C.H.パリー 「イェルサレム」

指揮ポール・ダニエル
演奏イギリス・ノーザン・フィルハーモニア
リーズ・フェスティヴァル・コーラス
録音1996年7月7日、10月25日
カップリングウォルトン 戴冠式行進曲「王冠」 他
「プロムス・ラストナイトの定番曲集」の一部
発売NAXOS
CD番号8.553981


このCDを聴いた感想です。


 原曲はオーケストラではなくオルガンだけが伴奏ですが、プロムスの最終夜に演奏されるのが定番になったこともあり、今となってはエルガーが編曲したオーケストラによる伴奏の版の方が知られているのではないでしょうか。
 わたし自身そのオーケストラ版の方がなじみがあり、プロムスのライブ録音や、このCDのようにプロムスで演奏される曲を集めた企画CDを愛聴していました。
 そんな折、そのオーケストラ版の総譜が出版されていることを知ったのです。
 これはもうぜひ手に入れるしかない、と思い、あちこちの店を回ってみたのですが店頭には無く、ついには注文までして一ヶ月以上も時間をかけてやっとのことで手に入れました。
 その日帰宅して、早速手持ちのプロムスのCDをかけて聴いたみたのですが、どうも楽譜と演奏が今一つ噛み合っていません。
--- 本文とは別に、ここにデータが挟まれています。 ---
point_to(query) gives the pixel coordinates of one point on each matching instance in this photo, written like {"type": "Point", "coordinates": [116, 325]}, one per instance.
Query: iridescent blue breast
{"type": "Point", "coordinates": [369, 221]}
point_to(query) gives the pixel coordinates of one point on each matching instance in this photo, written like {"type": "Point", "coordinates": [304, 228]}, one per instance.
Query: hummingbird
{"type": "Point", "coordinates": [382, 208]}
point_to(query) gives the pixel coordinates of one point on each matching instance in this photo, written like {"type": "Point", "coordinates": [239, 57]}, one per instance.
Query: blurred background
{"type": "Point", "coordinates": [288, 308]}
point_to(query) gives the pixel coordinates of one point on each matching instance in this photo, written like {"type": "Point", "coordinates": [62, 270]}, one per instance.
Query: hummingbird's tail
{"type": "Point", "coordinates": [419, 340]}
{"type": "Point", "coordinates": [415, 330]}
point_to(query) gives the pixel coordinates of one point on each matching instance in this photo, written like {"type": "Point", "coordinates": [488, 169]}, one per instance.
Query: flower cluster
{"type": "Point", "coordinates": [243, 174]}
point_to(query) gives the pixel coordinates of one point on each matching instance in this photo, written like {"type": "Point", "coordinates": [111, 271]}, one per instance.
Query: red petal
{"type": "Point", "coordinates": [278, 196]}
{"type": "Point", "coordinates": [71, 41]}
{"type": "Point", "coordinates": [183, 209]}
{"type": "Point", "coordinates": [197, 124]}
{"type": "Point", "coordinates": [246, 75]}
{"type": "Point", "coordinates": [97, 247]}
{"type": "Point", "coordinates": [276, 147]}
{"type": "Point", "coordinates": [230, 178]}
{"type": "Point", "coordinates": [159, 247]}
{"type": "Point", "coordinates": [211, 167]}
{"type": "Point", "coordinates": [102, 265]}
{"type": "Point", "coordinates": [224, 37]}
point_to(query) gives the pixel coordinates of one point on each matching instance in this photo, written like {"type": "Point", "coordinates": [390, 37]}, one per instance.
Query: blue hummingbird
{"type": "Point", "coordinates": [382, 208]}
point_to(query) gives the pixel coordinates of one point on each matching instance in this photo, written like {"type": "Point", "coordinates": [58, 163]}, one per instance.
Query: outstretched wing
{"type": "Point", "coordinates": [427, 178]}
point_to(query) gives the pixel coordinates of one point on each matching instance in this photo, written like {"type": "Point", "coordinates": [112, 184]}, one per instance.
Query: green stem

小節数自体は合っているものの、耳に聞こえてくる音が総譜には無かったりと、あちこちに食い違いがあるのです。
 どうやらこの総譜は、オーケストラ版ではあっても、一般的に演奏されるエルガー編のものではなく、別の人が編曲した版のようなのです。たしかに総譜のどこを見ても、エルガーなんて単語はどこにも出てきません。では一体誰が編曲したものかというと、それすら何も書いてないのですが……
 結局、イェルサレムのオーケストラ版には『エルガー版』とこの総譜の版(編曲者の名前が無いので、出版者の名前をとって仮に『カルマス(Kalmus)版』としておきます)の二つがあることがわかりました。
 とはいえ、世の中に出回っているオーケストラ版の演奏は、ほとんどがエルガー版で、特にプロムスの実演はほぼ間違いなくエルガー版が使われているようです。だからこそエルガー版の方が一般的になったのかもしれませんが。
 わたしの手元にはオーケストラ版の演奏が10種類程度ありますが、内8種類がエルガー版で、カルマス版を使っているのは、たった2種類しかありません。その一つは、なぜかロックバンドのオアシスのボーカルであるリアム・ギャラガーが最近のアーティストの中で唯一認めたソプラノ歌手、シャルロット・チャーチのアルバムの一曲で(当然歌っているのは合唱ではなくチャーチのソロ)、もう一つが、今回取り上げたハーディングのものです。NAXOSの「プロムス・ラストナイトの定番曲集」の一曲で、合唱が歌っているのはこの演奏だけです。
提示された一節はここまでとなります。